But, for Mikaylah, it was much more than that.
She says in her book that it was about race and about being the only black student at an English primary school.
She says a black person in the UK is hard, it’s layered, It’s tiring but she also says that it’s also powerful.
Mikaylah says she carries generations with her — a language, a rhythm, a history that goes deeper than anything which those she has come across in the UK, including her schoolmates, will ever learn from TikTok
She is now 13 and was 10 when her family arrived in England to settle in the UK.
It was quite an adventure for her as this was her first time on a plane.
Her book is a bold and fascinating read in which she bravely tackles all the challenges, including racism, which she has faced.
She says she has always known that she was black and she was fine with that because it was something that was very normal back home in Zimbabwe.
“It wasn’t something that needed defending or explaining — it simply was,” she writes in her book, “Everyone looked like me — my friends, my teachers, the shopkeepers, even the people on TV.
“Being black wasn’t political or loud, it was peaceful, background, freedom.
“But, when I started attending school as the only black pupil (at her school) in England, everything changed.
“Here, being black isn’t just who I am — it’s what I am to other people. A label. A burden.
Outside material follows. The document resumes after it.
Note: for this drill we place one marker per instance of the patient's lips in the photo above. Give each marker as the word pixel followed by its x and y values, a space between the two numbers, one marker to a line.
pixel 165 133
Something they notice before they notice me.”
She is not the only one who has faced such hurdles.
She just happens to be the teenager who has dared to put it into a book and tell the world her story.
We salute Mikaylah for her bravery.
By writing her story she has managed to confront the issues which were haunting her.
She has managed to push them into the open for others to debate.
It’s not a weight that she carries anymore.
She now understands that this is the way the world is and has accepted it that way.
Writing her book has helped her, in a way, to heal.